Business for Britain’s report was entitled “Change, or go”, with the clear message to British prime minster David Cameron being that the UK should significantly change its relationship with the EU or else pull out of the union altogether.
Among the reforms that a certain section of Britain’s business leaders would like to see are a veto for the UK on European laws and permanent protections for London’s financial services heartlands from any rules that might impact their activities.
Furthermore, the “Change or go” lobbyists would also like to see the UK regain control of its employment laws from the EU as a condition of staying with the union.
According to Matthew Elliott, Business for Britain’s chief executive, there is a popular perception “advanced by doom-mongers” that the UK would be negatively impacted as a nation by leaving the EU.
“The EU is not a free trade area but a customs union, and one which has spectacularly failed to deliver trade deals with rising economic giants like China.

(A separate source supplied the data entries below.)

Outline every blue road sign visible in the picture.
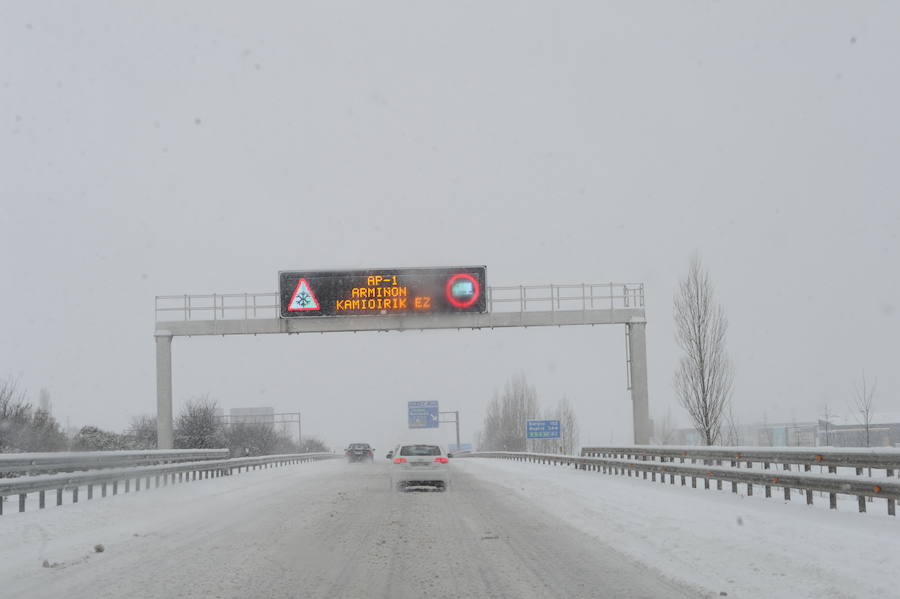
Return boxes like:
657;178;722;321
408;401;440;428
525;420;560;439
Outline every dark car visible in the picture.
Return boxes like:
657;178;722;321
344;443;375;462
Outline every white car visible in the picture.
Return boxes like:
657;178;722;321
391;443;452;491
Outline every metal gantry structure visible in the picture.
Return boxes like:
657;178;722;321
154;283;651;449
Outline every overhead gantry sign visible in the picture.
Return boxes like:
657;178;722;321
278;266;487;318
155;266;650;449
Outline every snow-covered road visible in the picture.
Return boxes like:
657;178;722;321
0;459;900;599
0;460;705;599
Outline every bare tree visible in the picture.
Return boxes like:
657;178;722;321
175;395;225;449
556;397;578;455
481;374;538;451
853;370;878;447
674;254;734;445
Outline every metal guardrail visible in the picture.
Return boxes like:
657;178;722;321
155;283;644;322
0;449;230;476
459;447;900;516
581;445;900;476
0;453;343;515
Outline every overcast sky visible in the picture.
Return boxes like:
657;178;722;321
0;0;900;446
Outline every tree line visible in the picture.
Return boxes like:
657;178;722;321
478;374;578;454
0;378;328;456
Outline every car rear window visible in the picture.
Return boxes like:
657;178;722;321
400;445;441;456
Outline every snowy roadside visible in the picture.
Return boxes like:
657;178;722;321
0;462;336;589
455;458;900;599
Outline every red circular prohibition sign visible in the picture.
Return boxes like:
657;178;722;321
445;272;481;308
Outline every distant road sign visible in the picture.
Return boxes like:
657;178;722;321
525;420;560;439
407;401;440;428
278;266;487;318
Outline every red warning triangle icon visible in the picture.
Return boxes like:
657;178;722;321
288;279;319;312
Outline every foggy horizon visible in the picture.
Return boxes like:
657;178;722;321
0;2;900;450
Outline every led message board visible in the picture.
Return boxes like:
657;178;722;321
278;266;487;318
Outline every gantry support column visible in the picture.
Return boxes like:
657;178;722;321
625;318;651;445
155;331;175;449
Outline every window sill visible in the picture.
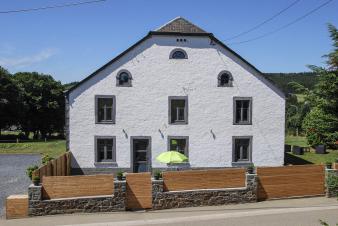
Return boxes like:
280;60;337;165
94;162;117;167
95;121;115;124
231;161;252;167
169;122;188;125
233;122;252;125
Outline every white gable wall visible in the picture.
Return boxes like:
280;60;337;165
69;36;285;168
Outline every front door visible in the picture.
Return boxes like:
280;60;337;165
131;137;151;173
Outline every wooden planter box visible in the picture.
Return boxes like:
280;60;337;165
316;145;326;154
292;146;304;155
284;144;291;152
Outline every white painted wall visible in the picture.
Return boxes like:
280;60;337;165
69;36;285;168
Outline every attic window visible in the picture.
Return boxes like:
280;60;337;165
169;49;188;59
116;70;132;87
217;71;233;87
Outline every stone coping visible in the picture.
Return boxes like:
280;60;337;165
163;187;247;193
42;194;114;202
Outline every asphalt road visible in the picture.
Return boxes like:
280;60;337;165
0;197;338;226
0;154;41;216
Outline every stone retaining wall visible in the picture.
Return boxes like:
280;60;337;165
28;181;126;216
152;174;257;210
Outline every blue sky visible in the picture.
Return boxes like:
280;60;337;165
0;0;338;83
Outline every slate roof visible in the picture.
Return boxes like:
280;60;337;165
156;17;207;33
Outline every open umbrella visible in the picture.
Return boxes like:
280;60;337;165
156;151;188;164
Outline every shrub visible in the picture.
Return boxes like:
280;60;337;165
326;172;338;194
26;165;39;180
41;154;54;165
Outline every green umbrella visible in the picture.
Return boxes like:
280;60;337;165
156;151;188;164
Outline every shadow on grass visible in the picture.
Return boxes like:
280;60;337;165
284;153;313;165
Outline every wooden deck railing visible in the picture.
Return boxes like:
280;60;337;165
32;152;71;182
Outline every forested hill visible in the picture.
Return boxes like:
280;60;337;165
263;72;318;94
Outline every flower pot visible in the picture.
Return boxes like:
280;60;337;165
284;144;291;152
292;146;304;155
316;144;326;154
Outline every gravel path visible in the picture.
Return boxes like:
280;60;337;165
0;154;41;216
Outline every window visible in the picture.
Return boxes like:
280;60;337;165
169;49;188;59
95;137;116;163
116;70;133;87
168;136;189;157
169;97;188;124
95;95;116;124
234;97;252;125
217;71;233;87
232;136;252;163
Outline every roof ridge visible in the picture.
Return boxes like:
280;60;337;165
155;16;207;33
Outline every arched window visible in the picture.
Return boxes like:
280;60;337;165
169;49;188;59
116;70;133;86
218;71;233;87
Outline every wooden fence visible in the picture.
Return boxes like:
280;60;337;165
126;173;152;209
32;152;71;182
257;165;325;200
42;174;114;199
163;168;245;191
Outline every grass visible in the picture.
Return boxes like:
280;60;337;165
0;140;66;157
285;136;310;147
285;136;338;165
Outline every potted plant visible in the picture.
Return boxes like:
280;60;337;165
116;170;123;180
246;163;255;174
325;162;332;169
32;176;40;186
154;170;162;180
316;144;326;154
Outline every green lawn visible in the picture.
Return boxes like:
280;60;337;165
0;140;66;157
285;136;310;147
285;136;338;165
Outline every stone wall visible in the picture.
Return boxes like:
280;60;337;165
326;169;338;198
153;174;257;210
28;181;126;216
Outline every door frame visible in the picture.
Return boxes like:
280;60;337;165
130;136;152;173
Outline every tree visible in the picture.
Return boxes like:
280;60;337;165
0;66;19;135
13;72;64;138
296;24;338;147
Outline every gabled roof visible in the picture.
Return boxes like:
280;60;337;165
65;17;285;98
156;17;207;33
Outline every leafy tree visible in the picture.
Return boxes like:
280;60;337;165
293;25;338;147
0;66;18;135
13;72;64;138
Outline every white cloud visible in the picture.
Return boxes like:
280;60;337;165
0;48;57;67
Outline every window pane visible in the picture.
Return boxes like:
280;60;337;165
170;100;185;123
234;138;250;161
170;139;186;154
172;50;185;59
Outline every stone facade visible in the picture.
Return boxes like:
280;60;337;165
326;169;338;198
153;174;257;210
28;181;126;216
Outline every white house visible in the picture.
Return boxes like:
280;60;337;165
66;17;285;174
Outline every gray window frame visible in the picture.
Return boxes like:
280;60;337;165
169;48;188;60
217;71;234;87
233;97;253;125
130;136;152;172
116;69;133;87
94;136;117;166
95;95;116;124
167;135;189;158
232;136;253;166
168;96;189;125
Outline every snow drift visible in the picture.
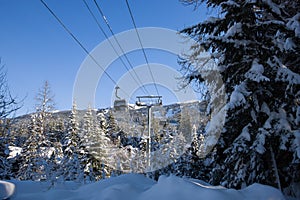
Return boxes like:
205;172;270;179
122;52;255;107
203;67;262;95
5;174;284;200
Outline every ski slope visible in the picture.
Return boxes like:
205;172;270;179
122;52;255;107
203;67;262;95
0;174;284;200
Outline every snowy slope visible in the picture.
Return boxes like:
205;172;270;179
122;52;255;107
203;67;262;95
5;174;284;200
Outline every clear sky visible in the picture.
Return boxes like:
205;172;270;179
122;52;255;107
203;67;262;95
0;0;212;115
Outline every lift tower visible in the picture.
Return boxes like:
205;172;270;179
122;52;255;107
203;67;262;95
136;95;162;169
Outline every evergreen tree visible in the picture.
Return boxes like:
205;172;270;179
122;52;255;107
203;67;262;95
59;102;82;181
181;0;300;195
18;113;49;181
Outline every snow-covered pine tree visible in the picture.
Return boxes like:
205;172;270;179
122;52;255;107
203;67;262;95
17;113;49;181
181;0;300;195
0;119;13;180
79;107;102;182
59;102;82;181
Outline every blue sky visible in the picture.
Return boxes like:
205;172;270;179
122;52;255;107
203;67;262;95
0;0;212;115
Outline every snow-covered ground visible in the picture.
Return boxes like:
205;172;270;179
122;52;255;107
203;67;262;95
0;174;284;200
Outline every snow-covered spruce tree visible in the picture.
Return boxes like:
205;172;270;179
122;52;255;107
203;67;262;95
17;113;49;181
0;65;20;179
181;0;300;193
79;107;106;182
59;102;82;181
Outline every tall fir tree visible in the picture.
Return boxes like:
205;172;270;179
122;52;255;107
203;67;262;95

The UK would be better able to withstand the consequences of a future eurozone meltdown if it were to adopt a looser relationship with the EU now,” the lobbyists’ report said.
Remaining part of the union without any significant reforms being introduced would be the “worst of all worlds,” it concluded, according to extract published by the Daily Telegraph.
However, other prominent business figures in the UK were quick to offer their support for the UK remaining part of the EU.
Sir Mike Rake, chairman of the telecoms group BT and president of the Confederation of British Industry, said that EU membership is overwhelmingly in the interests of UK businesses.
“Of course the EU is far from perfect,” he said. “However, making wildly unrealistic demands while threatening to leave is not the way to reach a workable agreement.”
UK prime minister David Cameron has promised that there will be a nationwide referendum on the issue of Britain’s membership of the EU before 2017, with Cameron’s Conservative Party itself believed to be divided on the subject.
A study conducted earlier this year on behalf of the RSM-European Business Awards found that more than 80 per cent of European business executives would like to see the UK remain part of the EU.